Direniş günleri… Açlık günleri… Aşksız hayatın ve faşist baskıların bizleri aynı yürekte sürgüne gönderdiği günleri yedeğimize alıp koşturduğumuz hayatın sularında başlayan dostluk, daha sonra şiirin ırmaklarında, hayata, aşka, umuda renk olup aktı.

Yıllar sonra, sevgili dostumun yoldaşımın hayatından kesitlerle, şiir ve siyasi yaşamdaki eylemleriyle bu kentin belleğinde bıraktığı izleri anımsamak ve anılarla çoğaltarak paylaşmak adına İzmir Konak Belediyesi’nin öncülüğünde hazırlanan saygı gecesinde buluştuk.

Şiir bu kadar soylu bakar mı!..

Bir şair bu kadar  direnç renklerini gözlerinde taşıyabilir mi!

Sevgili H.Recai Atalay’ın gençliğinden bugüne kadar bizlere örnek olan o soylu duruşu ile şiirlerini okurken, bu kentin tarihini, aşklarını, kavgalarını da tarihsel olarak bu kentin belleğinde, aydın olmanın bilinciyle paylaşması bizlere ve bizden sonra gelecek sanatçılara da örnek olmaktadır.

Bir şiir nasıl anlatılır! Bir şair nasıl anlatılır!

Hayatın bütün dinamiklerinden beslenen, şiiriyle, yüreğiyle değişen hayatın öncülüğünde sevgi ve saygıyı, vefayı, aşkı, kavgayı, ölümü, ayrılığı, kavuşmayı ve bütün duyarlılığıyla işçi sınıfının tarihsel mücadelesini imgesel derinliği ile veren bir şairin, H. Recai Atalay’ın bu kentte ve bu çağda bizimle aynı zaman diliminde yaşamış olmasını ve onunla ortak sevdalarda buluşmuş olmayı bir şans ve onur sayıyorum.

Şiirin toplumsal işlevini tartıştığımız, şiir öldü naraları arasında birbirimize saldırdığımız bir an da gerçek şiirin nerden ve nasıl beslenmesi gerektiğinin örneklerini veren sevgili H. Recai Atalay’ın dediği gibi, “Anlamak zor. Çarkhane işçisidir / 280 fabrika nolu çırak / yaşı on dört / dünya gözünde tozpembe / ne Hitler’i tanır / ne Hiroşima’yı bilir / en büyük tutkusudur / tornacı ustası olmak /bir türlü akıl erdiremez /ustanın elinde demir / hamur gibidir sanki / kolay mıdır anlamak / demirin demiri nasıl kestiğini .”

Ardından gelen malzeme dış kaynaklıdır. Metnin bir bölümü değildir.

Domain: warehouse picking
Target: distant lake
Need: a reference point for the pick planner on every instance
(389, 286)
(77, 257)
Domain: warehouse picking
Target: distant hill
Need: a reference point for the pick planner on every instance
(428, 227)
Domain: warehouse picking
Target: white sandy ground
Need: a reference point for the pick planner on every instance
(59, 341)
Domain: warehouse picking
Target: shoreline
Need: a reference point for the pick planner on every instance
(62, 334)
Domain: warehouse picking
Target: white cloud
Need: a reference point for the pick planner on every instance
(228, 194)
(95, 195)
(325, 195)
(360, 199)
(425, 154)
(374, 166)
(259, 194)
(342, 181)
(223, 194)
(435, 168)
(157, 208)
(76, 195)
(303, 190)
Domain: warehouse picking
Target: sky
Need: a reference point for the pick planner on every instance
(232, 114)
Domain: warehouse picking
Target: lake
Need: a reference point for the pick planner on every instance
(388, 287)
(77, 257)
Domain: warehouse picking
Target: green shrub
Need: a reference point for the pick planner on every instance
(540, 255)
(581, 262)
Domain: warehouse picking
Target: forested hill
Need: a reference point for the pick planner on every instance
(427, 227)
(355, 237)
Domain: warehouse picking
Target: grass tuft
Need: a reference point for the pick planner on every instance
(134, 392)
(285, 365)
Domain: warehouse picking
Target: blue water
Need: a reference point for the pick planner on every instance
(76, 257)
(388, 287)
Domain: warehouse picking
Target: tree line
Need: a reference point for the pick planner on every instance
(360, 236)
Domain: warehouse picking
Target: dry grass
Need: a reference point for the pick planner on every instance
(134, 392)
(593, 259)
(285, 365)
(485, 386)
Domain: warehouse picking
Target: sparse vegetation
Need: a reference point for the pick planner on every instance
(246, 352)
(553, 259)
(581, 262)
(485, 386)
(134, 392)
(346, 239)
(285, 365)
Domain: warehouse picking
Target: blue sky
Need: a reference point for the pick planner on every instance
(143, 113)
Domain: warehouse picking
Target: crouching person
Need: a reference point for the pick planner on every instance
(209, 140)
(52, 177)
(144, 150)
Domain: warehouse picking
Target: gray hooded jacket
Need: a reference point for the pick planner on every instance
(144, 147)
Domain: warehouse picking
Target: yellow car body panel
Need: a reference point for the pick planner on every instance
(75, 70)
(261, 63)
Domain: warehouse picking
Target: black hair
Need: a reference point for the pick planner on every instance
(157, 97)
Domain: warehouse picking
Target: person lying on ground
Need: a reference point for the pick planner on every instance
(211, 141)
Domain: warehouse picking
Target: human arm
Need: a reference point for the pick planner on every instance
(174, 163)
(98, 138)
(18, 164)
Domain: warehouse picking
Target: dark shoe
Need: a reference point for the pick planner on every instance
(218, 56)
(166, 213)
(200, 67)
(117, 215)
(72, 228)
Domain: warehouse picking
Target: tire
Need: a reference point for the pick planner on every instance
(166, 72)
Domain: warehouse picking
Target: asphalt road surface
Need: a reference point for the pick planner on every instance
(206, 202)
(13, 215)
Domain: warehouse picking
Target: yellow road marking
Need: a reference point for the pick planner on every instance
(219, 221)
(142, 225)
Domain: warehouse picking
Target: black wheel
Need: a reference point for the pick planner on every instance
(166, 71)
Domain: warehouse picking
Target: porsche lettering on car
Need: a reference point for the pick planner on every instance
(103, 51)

Emekle, aşkla başlamıştır hayata. Sorgulayarak keşfediyor çelişkilerin işkence saatini. Ekmek ve aşkın zor mevsiminden geçer. Mersinli’de oturduğu sokaktan… Yağmurdan ve rüzgardan…

Sonra aşkın içindeki renkleri sorgular, eyleme gider gibi çocuk ellerini hep diğer çocukların ellerinde ısıtarak. “Beyaz-Kuşların kanadındaki giz / Mavi-Havanın suya bakışı  / Kırmızı-Aydınlığın ikinci adı / Sarı-Orak tutmanın zamanıdır / Yeşil-Hep böyle kalsın /Kahverengi-Dağlarından bahar gitmiş memleketimin / Siyah-Uzat ellerini göremiyorum.”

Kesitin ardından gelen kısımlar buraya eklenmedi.